The rationale is that many files are meant to be shared, so they should use a common encoding rather than a system specific one.

The vast majority of systems already use UTF-8, so in practice this will change very little. It can affect the few users that use a non-standard encoding, though.

In ThinLinc, we've been very careful about specifying the correct encoding when needed, so everything is designed with the assumption that Python will respect the system encoding if none is explicitly specified. If Python changes this default behaviour, then many of our calls need to be adjusted.

For convenience, they've added the special "locale" encoding in these cases¹ so you don't have to look up the actual encoding in every place. However, that support is not until Python 3.10, which means it is likely we will have a period where we need to support both newer Pythons with changed default, and older Pythons without encoding="locale" support.

¹ It's not a standard codec though, so it cannot be used everywhere.
Comment 1 Pierre Ossman cendio 2023-10-19 13:43:12 CEST
To convolute things even further, they've changed what "current locale" means in slightly Python 3.11. Previously, it meant "locale.getpreferredencoding(False)", but they've now changed it to "locale.getencoding()".

The difference between the two isn't terribly clear, and the documentation just states that they are basically the same, except that UTF-8 mode is ignored in the new one.
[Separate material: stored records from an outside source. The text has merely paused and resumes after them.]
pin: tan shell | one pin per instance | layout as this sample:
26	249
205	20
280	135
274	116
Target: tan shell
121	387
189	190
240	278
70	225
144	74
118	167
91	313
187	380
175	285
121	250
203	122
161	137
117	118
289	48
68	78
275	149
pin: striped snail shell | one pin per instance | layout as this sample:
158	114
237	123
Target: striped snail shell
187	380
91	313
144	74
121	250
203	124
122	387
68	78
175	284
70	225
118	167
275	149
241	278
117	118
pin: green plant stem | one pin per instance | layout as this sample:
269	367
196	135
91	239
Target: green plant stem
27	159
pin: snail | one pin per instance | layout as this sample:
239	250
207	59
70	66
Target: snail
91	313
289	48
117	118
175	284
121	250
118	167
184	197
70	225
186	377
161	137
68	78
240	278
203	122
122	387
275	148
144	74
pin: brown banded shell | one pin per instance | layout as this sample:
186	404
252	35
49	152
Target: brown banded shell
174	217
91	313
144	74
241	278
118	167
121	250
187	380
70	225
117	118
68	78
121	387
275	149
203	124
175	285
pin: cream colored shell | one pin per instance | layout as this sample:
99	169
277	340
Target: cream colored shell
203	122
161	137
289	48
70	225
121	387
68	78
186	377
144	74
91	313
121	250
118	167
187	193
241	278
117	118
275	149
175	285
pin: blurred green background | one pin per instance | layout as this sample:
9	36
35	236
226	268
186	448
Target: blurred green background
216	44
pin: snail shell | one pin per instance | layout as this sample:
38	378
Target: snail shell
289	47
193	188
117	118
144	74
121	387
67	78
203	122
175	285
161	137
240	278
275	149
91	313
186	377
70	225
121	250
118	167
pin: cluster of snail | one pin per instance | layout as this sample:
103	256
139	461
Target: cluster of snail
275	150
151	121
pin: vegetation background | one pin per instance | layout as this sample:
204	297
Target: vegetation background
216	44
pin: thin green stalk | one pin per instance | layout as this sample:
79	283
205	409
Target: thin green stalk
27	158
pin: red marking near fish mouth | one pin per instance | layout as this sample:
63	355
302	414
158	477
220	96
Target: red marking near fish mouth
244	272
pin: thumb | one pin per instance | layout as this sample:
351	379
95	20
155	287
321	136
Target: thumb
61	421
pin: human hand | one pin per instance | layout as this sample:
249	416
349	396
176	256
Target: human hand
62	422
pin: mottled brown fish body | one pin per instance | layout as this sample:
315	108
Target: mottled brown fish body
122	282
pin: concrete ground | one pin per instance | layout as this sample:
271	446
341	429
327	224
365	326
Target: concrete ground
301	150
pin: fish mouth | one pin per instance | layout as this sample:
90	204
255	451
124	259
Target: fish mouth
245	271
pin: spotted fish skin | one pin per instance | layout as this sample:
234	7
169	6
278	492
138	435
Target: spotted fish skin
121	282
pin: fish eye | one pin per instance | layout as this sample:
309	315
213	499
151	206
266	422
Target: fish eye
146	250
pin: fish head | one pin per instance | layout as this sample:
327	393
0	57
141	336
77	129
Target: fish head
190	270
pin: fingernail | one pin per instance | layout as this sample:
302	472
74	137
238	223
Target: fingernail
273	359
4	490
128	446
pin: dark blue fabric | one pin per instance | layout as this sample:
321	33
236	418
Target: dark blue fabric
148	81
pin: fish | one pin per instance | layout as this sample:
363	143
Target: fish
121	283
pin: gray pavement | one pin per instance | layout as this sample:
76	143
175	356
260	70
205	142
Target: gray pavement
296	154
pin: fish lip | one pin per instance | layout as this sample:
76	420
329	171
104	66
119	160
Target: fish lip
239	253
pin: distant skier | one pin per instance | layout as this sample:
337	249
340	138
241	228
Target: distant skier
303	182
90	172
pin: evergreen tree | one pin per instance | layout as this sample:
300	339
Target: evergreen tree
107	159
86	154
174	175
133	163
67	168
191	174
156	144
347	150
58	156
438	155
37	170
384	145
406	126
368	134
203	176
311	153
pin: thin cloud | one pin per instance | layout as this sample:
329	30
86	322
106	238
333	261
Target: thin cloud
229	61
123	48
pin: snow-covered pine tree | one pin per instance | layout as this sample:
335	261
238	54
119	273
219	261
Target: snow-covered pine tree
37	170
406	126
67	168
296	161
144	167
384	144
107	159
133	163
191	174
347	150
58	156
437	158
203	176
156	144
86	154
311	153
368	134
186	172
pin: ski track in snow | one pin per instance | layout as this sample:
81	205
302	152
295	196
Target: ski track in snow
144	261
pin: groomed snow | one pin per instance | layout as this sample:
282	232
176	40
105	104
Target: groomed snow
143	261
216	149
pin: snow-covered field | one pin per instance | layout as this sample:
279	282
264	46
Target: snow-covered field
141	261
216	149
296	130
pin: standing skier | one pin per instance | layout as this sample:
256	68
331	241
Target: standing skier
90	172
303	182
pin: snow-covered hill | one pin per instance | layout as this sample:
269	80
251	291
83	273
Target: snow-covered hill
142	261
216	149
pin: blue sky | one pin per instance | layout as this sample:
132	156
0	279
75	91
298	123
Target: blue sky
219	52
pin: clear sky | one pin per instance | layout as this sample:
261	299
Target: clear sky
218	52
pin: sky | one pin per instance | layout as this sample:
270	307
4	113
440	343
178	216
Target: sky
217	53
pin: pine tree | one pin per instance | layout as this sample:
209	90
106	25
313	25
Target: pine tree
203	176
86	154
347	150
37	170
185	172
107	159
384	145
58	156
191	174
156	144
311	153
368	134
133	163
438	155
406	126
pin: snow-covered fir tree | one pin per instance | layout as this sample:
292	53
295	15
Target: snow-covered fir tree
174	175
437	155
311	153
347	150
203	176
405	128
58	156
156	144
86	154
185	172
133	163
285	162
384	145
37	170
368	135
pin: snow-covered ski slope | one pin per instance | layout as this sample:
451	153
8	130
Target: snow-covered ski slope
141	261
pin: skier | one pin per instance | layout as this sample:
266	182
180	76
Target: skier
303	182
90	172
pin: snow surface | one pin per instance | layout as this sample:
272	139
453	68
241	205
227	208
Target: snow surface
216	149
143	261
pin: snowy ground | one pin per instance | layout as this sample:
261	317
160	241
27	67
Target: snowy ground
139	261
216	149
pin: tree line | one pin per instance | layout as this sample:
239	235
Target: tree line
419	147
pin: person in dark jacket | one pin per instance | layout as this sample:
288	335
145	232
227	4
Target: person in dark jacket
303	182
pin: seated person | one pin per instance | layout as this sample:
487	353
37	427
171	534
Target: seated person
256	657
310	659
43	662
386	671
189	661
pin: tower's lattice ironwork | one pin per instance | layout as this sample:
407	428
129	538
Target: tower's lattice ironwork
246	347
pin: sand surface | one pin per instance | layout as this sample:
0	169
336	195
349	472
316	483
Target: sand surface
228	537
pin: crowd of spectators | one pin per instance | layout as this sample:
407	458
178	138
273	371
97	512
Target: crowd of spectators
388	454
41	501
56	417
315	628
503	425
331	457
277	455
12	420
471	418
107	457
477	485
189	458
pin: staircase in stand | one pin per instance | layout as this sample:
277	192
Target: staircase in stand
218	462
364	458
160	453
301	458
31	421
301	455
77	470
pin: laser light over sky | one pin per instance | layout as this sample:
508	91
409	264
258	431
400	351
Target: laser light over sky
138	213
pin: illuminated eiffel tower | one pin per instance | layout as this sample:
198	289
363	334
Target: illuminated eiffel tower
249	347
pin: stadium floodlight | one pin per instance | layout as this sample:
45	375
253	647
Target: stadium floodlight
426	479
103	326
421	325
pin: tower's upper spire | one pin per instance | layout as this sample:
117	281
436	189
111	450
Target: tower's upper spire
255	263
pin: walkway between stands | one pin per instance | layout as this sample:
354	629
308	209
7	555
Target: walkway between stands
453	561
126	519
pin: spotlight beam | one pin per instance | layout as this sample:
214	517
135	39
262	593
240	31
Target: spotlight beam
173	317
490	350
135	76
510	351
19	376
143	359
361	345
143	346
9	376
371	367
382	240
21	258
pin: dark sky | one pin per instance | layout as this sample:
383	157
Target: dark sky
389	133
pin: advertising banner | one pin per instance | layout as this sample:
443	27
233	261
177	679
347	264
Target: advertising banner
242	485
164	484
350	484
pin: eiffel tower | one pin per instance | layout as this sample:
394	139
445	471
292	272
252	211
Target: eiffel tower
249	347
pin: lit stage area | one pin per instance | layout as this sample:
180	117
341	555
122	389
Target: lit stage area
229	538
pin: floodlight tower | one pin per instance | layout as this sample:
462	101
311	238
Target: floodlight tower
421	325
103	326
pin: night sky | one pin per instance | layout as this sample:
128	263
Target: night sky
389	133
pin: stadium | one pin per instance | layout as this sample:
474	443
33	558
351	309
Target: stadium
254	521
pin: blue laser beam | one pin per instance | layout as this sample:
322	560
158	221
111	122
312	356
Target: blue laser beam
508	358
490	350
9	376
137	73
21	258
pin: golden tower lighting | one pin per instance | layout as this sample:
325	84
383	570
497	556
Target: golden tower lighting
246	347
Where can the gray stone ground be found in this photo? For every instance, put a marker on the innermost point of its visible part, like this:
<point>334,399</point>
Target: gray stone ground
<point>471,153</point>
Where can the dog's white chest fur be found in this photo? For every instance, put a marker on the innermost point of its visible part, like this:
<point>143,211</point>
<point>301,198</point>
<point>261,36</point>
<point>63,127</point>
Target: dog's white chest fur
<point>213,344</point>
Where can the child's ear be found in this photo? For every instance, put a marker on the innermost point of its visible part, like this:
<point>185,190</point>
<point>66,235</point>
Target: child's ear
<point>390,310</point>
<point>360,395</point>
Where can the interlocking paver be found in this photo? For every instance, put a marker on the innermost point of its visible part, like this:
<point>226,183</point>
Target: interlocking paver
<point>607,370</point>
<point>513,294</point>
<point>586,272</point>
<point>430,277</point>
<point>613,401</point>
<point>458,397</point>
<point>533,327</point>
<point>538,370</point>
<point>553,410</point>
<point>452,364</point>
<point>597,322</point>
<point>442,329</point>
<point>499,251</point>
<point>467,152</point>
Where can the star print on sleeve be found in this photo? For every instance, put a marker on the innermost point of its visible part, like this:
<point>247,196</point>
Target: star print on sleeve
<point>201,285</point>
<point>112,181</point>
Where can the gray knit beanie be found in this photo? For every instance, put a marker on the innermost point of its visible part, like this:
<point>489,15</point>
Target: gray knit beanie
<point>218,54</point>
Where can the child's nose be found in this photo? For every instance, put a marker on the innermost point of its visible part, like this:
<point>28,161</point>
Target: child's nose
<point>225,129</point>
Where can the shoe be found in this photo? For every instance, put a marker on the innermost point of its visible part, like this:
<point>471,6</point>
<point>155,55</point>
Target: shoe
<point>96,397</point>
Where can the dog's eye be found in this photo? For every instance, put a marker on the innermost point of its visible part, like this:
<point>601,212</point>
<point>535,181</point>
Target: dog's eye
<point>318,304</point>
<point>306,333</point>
Which seems like an odd minor difference.

To make things extra confusing, this is how the new handling is implemented in subprocess:

>     if sys.flags.utf8_mode:
>         return "utf-8"
>     else:
>         return locale.getencoding()

Which makes it look like it is basically doing the same thing as before, i.e. "locale.getpreferredencoding(False)".
Comment 2 Pierre Ossman cendio 2023-10-19 13:48:18 CEST
I checked the code¹, and locale.getpreferredencoding() is now only a wrapper around locale.getencoding() that first checks UTF-8. Which makes it super confusing what subprocess is doing.

¹ https://github.com/python/cpython/blob/main/Lib/locale.py
Comment 3 Pierre Ossman cendio 2023-10-19 13:50:13 CEST
Python has added a new warning for this transition, but left that warning disabled by default. They indicate that they'll upgrade that warning to a deprecation warning at some point.

One thing to note is that the warning isn't present in just the file and subprocess handling, but also in locale.getpreferredencoding() as well. So I guess those are meant to become deprecated as well?
Comment 4 Pierre Ossman cendio 2023-10-19 15:47:55 CEST
I found the PEP for this change:

https://peps.python.org/pep-0686/

They've apparently decided to change the default in Python 3.15, which should be released in 2026.

Unfortunately for us, we won't be able to raise our requirements to Python 3.10 until 2032 when RHEL 9 is EOL.

So the situation is that doing open() on a system with LC_CTYPE=latin1 will give you:

Python < 3.15: latin1
Python >= 3.15: UTF-8

With LC_CTYPE=C it gets more complex because of UTF-8 mode:

Python < 3.7: ASCII
Python >= 3.7, < 3.11: UTF-8
Python >= 3.11, < 3.15: ASCII
Python >= 3.15: UTF-8
Comment 5 Pierre Ossman cendio 2023-10-19 17:27:46 CEST
Note that we mimic Python's subprocess.Popen handling of encodings in our extproc.subprocess_run(). We might want to mimic whatever Python is doing here as well, when it comes to chosen encoding and warnings.